Researchers at the George Mason University Center for Applied Proteomics and Molecular Medicine have announced a nanotechnology tool that may make protein biomarkers easier to identify. The smart hydrogel nanoparticles mix with a patient’s blood sample to “suck up” protein biomarkers from blood and preserve, protect, and stabilize the molecule. Scientists are currently applying the technology to cancer and other diseases.

Genizon BioSciences has closed its Series E financing to the tune of approximately $31 million. The new investment will be partially used to fund additional genome-wide association studies in the four major diseases associated with metabolic syndrome: obesity, type II diabetes, dyslipidemia, and hypertension. The lead investor is BTF B.V. of Haarlem, The Netherlands.

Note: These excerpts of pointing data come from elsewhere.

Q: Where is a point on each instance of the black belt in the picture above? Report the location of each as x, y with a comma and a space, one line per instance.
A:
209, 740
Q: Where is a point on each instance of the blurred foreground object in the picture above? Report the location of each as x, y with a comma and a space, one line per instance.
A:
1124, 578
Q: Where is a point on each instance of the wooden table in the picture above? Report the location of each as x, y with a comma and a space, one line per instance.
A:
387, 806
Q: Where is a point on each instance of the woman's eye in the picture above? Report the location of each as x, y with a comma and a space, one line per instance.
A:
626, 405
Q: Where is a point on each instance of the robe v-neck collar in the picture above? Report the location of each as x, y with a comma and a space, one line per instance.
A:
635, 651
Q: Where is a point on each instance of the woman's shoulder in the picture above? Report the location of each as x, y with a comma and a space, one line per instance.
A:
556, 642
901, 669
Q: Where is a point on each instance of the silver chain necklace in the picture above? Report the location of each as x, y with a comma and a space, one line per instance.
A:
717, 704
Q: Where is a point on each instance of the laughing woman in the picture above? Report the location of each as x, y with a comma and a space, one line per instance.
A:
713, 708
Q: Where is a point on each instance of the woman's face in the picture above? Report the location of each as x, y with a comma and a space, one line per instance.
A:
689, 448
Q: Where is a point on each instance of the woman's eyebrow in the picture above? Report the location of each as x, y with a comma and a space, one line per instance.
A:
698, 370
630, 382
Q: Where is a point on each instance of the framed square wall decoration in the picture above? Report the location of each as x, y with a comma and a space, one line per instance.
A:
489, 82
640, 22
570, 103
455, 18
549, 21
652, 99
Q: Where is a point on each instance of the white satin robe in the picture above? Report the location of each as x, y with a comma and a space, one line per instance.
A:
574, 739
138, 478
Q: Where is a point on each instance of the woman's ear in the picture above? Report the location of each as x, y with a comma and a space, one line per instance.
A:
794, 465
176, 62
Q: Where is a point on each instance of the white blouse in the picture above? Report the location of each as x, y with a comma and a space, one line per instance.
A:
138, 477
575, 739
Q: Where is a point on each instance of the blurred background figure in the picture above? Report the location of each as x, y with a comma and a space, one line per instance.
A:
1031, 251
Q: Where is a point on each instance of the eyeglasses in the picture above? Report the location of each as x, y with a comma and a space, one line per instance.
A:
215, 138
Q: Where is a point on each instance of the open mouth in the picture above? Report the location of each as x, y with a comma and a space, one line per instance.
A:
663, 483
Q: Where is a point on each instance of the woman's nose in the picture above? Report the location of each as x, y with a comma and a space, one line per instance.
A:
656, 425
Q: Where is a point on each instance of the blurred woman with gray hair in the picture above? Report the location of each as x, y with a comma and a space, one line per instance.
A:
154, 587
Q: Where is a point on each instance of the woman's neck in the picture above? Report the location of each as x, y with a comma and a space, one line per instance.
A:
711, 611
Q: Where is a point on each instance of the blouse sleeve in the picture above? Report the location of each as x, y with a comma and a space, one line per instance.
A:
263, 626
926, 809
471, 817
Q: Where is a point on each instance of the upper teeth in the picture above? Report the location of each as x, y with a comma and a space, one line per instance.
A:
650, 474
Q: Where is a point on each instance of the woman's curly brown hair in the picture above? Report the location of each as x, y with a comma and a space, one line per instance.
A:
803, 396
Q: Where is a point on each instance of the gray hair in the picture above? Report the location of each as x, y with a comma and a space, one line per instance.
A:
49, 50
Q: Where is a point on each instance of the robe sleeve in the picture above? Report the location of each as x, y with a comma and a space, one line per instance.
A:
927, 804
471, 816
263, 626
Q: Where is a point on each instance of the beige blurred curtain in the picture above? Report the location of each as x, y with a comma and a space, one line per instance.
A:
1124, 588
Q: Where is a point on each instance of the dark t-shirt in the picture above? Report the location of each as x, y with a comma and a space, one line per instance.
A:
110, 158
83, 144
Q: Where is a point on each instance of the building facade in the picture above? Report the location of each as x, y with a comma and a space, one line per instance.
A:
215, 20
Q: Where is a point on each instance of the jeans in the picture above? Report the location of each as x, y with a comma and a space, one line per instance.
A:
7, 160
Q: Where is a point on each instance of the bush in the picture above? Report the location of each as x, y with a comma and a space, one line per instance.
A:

The Autism Consortium used the new Affymetrix 5.0 chip to scan the genomes of more than 3,000 individuals, about half of which have been diagnosed with an autism spectrum disorder (ASD). The scan resulted in compelling evidence that a region on chromosome 16 appears to play an important role in ASD susceptibility. The findings were verified by independent observations at Children’s Hospital Boston and deCODE Genetics.

Illumina has settled all ongoing lawsuits with a $90 million payment to Affymetrix. Both firms have agreed not to sue for use of current and future products. The litigation surrounded Affy’s claim that Illumina’s products infringed on patents, and were originally filed in the U.S., U.K., and Germany in 2004.